NPD was started in the 1961 by the Milne family. It was a contractor carrier for Mobil fuels and Castrol lubricants. NPD became a wholesale distributor for Mobil in 1996, at the time it had 11 locations and two trucks. NPD was previously known as Nelson Petroleum Distributors. Between 2013 and 2016, NPD increased its site count from 30 to 40.

NPD planned to open 18 new locations in 2020, but due to the COVID-19 pandemic, they were only able to open 10. In 2019, 13 new sites were created, bringing the total number to 67 locations.

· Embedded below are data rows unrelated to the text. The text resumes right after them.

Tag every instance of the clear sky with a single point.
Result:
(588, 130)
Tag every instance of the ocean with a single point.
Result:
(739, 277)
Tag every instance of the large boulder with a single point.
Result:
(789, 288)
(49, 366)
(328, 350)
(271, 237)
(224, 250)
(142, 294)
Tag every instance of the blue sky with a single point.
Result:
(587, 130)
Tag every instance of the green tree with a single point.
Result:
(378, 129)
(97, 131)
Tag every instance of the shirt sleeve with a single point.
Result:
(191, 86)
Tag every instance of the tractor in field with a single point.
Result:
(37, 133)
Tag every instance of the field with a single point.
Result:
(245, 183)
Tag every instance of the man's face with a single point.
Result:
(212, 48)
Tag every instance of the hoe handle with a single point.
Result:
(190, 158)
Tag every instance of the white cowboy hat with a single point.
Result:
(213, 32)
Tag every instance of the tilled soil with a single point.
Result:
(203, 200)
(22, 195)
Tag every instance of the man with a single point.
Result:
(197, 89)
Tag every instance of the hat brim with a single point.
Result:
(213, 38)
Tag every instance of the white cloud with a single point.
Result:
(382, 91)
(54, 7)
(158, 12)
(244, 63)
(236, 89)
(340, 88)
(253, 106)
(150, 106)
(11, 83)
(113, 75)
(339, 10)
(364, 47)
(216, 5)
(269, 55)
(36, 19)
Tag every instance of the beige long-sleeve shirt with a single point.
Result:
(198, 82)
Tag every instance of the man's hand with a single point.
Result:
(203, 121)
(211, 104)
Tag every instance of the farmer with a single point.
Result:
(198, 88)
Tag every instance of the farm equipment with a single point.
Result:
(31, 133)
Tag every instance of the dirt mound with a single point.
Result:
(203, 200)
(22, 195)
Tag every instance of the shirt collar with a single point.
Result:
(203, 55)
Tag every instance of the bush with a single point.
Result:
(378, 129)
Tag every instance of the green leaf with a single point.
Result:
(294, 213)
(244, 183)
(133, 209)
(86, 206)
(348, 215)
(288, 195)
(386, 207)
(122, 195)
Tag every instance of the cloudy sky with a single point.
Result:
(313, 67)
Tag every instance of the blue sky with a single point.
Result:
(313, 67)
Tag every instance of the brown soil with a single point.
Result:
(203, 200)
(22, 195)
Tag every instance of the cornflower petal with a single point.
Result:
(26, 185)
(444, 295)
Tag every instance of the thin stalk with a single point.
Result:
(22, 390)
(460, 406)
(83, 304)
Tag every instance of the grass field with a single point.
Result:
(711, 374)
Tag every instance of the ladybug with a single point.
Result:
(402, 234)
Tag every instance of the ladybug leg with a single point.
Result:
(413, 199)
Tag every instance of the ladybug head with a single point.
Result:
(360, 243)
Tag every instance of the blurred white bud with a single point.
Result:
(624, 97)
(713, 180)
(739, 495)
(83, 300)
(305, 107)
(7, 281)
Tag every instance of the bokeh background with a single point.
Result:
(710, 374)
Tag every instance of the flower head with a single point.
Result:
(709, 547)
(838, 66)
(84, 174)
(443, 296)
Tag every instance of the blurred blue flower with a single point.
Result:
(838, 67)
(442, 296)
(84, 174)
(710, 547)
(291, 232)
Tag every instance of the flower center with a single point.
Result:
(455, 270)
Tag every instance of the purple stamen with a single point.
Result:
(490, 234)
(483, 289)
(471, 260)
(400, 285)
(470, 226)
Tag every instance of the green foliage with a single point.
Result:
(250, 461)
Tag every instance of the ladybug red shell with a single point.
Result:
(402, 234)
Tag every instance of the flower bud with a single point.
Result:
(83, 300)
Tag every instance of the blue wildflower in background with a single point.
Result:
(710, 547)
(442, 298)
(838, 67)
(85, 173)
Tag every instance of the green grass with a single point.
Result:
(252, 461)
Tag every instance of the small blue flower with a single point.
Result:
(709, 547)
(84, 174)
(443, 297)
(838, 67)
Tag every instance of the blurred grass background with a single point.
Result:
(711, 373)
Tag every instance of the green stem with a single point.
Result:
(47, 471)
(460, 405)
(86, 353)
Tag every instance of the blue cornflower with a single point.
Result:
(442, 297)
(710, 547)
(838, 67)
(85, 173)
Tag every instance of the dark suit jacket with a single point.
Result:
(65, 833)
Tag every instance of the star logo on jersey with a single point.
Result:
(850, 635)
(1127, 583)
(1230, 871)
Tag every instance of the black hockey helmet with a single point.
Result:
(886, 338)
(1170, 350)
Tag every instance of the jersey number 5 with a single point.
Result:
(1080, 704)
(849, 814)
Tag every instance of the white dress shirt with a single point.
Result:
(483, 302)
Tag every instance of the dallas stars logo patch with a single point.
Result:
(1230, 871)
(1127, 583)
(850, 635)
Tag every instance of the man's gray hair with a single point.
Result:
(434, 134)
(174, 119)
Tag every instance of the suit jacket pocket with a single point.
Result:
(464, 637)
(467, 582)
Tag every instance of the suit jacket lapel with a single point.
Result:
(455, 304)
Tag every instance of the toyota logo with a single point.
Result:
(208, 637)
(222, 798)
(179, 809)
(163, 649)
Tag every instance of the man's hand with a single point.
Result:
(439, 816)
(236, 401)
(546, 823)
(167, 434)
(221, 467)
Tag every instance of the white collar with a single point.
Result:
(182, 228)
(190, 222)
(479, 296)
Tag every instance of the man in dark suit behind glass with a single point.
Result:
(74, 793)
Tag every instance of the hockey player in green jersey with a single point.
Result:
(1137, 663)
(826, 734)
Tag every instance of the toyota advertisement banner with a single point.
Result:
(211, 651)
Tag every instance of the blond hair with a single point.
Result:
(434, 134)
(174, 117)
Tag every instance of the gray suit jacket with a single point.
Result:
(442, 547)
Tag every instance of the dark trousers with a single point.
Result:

In June 2021 NPD opened in the North Island for the first time. It started with four locations, in Te Rapa in Hamilton, Westown in New Plymouth, Wiri in Auckland, and Palmerston North. At the time they had a 'first stage' goal of opening 32 sites in the North Island. In 2022 Rush Munro's, an ice creamery operating in the same site for 90 years in Hastings, had their lease terminated, with plans that the site be replaced with an NPD station. A local councillor criticised the proposal, saying that there were already enough petrol stations and that it was "disappointing" that the district would allow a petrol station to be placed there.

On 25 December 2025, NPD and Gull New Zealand announced plans to merge their New Zealand operations, subject to approval from the Commerce Commission. On 8 May 2026, the Commerce Commission approved the Astra Energy Group's bid to acquire NPD and Gull. While the two companies will merge, they will maintain their separate brands.